À 57 ans, Bouziane a une vie bien rangée, totalement éloignée des ennuis judiciaires. Chauffeur livreur, Bouziane se démène au volant de son camion, accomplissant de longues journées de travail. À cause de son travail, le quinquagénaire n’est pas disponible à n’importe quelle heure. Problème, Bouziane et son épouse viennent de s’offrir un matelas et choisissent de se le faire livrer par l’enseigne.
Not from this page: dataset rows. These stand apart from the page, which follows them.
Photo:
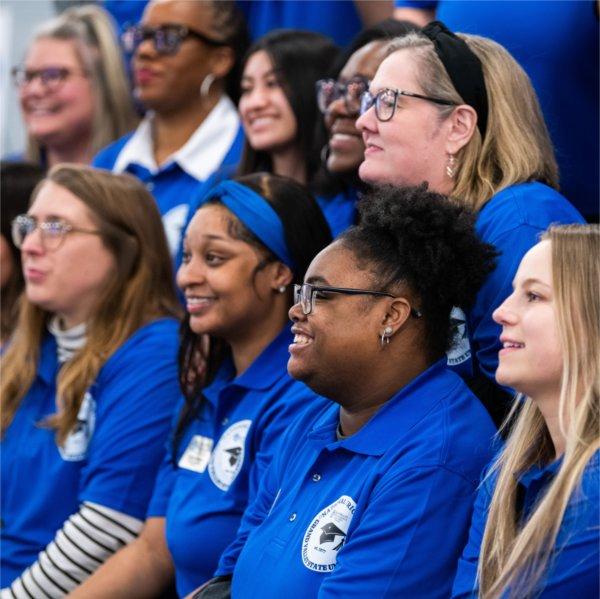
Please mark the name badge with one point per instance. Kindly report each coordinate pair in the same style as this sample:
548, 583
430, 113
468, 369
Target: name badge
197, 454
Le couple insiste pour être prévenu une demi-heure avant la livraison afin d’être présent à la maison pour réceptionner l’article. "C’est de grosses contraintes ces horaires proposés où l’on doit rester à la maison. Ce n’est pas évident pour mon épouse et moi vu nos horaires respectifs ", explique Bouziane.

Alors que la date de livraison est fixée depuis l’achat lors des soldes d’hiver en janvier 2019, Bouziane s’énerve lorsqu’il est informé du report de la livraison. Illico, il appelle Pierre-Yves pour lui dire sa manière de penser. Mais le vendeur l’envoie balader, ne se préoccupant pas des soucis d’organisation de Bouziane. Le 15 février 2019, Bouziane débarque dans le magasin, à Gerpinnes. D’après lui, Pierre-Yves s’est directement montré menaçant. "Il est arrivé vers moi avec ses poings. Je l’ai repoussé et il m’a repoussé. Je suis tombé en arrière, atterrissant sur un matelas. " Pour la substitute Marr, c’est bel et bien Bouziane qui s’est montré menaçant. "Il a menacé la victime au téléphone avant de venir au magasin et de passer derrière le comptoir."

La scène se termine sur un coup de poing asséné à Pierre-Yves, lui provoquant une triple fracture du nez. "Je n’ai fait que me défendre", jure Bouziane. Pour le ministère public, la thèse de la provocation de la part de Pierre-Yves ne peut s’appliquer pour expliquer la violente réaction de Bouziane. 

Vu l’absence d’antécédent correctionnel, une peine de travail autonome est requise pour sanctionner les faits. Jugement attendu pour le jeudi 15 octobre.